Delicatessen – A shop selling ready-to-eat food products. Thanks to the French movie festival at Nani Cinematheque. I got a chance to see this amazing movie. After already watching a good movie and a bad movie me, Chotu(hey, Saurabh Nandan!) and Divya were a little confused whether to go back for the third movie in a row and make it a complete French treat for an otherwise slothful dry Saturday. And thanks to that great Udupi restaurant at Miller road – Cunningham road junction and we had all the energy to go for the third movie of the day.

Totally dependent on subtitles for basic comprehension, we expected a nice light comedy to cheer us up.

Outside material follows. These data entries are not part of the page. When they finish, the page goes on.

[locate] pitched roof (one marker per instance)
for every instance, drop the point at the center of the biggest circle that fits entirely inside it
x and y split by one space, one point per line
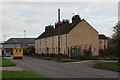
63 30
102 36
20 41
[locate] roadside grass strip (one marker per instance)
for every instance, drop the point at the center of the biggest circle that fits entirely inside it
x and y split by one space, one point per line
17 75
5 62
114 66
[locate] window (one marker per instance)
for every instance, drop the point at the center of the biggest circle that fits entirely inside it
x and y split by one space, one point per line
16 50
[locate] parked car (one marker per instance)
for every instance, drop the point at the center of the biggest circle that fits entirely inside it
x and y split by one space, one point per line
7 54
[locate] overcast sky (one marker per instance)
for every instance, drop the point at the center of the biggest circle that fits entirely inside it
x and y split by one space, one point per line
15 17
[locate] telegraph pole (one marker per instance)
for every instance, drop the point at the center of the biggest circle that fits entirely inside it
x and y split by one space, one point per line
58 34
24 34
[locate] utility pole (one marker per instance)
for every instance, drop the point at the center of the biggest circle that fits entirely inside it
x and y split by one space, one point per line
58 34
24 34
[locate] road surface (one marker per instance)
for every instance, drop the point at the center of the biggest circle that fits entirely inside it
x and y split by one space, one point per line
54 69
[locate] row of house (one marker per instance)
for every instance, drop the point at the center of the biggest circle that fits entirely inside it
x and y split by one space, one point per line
75 38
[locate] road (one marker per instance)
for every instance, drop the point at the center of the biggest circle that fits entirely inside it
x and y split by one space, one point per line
54 69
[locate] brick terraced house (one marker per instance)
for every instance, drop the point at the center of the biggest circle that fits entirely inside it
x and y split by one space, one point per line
75 38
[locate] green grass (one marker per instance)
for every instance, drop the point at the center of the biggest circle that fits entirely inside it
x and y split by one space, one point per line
113 65
22 74
6 62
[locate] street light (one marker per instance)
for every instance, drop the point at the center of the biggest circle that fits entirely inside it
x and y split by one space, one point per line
24 34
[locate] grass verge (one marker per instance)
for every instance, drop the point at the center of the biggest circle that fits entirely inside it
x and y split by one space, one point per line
6 62
115 66
16 75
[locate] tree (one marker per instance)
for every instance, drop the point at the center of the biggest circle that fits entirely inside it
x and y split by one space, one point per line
116 38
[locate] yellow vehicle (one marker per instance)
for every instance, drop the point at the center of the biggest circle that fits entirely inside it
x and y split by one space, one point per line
18 53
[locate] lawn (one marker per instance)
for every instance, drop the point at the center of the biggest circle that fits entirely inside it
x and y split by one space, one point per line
67 60
6 62
22 75
110 65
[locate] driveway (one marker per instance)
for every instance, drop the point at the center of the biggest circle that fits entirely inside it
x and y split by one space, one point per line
54 69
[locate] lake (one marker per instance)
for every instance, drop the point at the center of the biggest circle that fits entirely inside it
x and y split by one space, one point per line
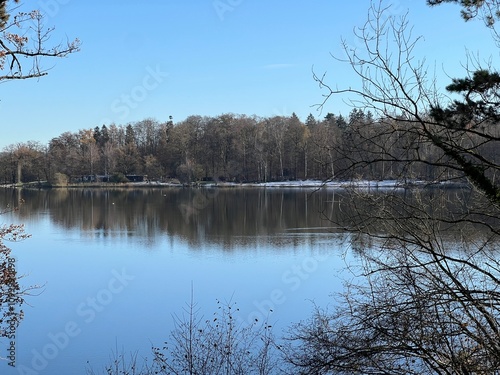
114 266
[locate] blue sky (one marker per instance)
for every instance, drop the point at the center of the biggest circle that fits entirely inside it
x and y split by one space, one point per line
156 58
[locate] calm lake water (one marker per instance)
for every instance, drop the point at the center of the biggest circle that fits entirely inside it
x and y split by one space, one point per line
114 266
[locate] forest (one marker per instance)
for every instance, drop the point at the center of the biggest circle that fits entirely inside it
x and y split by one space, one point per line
232 148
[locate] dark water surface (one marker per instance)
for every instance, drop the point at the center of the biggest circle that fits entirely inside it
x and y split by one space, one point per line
115 265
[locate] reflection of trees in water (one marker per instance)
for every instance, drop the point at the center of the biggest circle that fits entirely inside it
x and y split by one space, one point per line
11 294
231 217
228 216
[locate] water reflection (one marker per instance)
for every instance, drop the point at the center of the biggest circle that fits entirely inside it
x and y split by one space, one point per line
238 216
11 295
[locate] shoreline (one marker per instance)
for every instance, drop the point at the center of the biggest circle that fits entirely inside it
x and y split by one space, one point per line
310 184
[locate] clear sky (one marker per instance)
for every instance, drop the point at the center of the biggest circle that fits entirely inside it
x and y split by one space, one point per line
156 58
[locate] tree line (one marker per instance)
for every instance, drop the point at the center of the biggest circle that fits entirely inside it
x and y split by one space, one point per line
229 147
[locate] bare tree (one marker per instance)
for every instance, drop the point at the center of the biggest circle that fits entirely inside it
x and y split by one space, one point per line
425 298
24 37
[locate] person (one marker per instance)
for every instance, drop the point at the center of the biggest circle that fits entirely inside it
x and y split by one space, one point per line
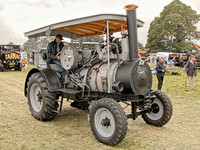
161 69
191 71
53 49
174 61
26 63
181 60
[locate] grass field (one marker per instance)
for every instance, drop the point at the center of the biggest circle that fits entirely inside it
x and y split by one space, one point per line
70 129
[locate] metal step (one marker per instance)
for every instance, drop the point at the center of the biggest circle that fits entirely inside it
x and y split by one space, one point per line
69 91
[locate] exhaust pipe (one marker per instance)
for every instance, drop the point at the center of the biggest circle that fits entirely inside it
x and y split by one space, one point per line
132 30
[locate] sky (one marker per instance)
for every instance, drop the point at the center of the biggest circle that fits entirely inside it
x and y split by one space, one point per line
19 16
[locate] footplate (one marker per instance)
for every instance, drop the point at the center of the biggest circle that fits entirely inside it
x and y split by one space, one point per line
69 93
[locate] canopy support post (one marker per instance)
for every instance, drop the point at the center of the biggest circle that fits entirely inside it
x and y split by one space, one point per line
108 49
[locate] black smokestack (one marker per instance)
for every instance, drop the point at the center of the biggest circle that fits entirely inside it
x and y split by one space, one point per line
132 30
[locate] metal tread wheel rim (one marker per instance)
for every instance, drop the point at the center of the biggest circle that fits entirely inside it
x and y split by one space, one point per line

But! It started like a Ramsay brother classic. Dark ambience, a dull basement and a shuddery old butcher, oohh what a recipe for a comedy! But it looked amusing to all of us. Based in a post destruction times, it is so much like a depiction of a man eat man society but presented beautifully and comically to the comfort of viewers’ sentimental vibes.

DelicatessenDelicatessenDelicatessen

The butcher, who is also the landlord of the apartment around which the movie revolves trades human flesh to grains and lentils! An ex-clown finds a job at his place and gets going with his daughter, who is lost in her own very very haze world! A lady haunted by some weird voices howling in her head, puts so much brain in killing herself, just to see something going wrong with the plan, every other time! A whole bunch of maniacs who stay in the sewers and look for grains here and there. And all these stories very well knitted together in a delicately beautiful manner giving you that jittery laugh all the way through.

And it’s not only the fun tale that moves on and on, it is amazing in its own meaning. A satirical attempt as it looks from the surface of it and presentation in a critical manner makes it an irresistible name in your to-do list.

What more to say about this? This 1991 Jean-Pierre Jeunet ( Amelie Fame) Classic is a must see!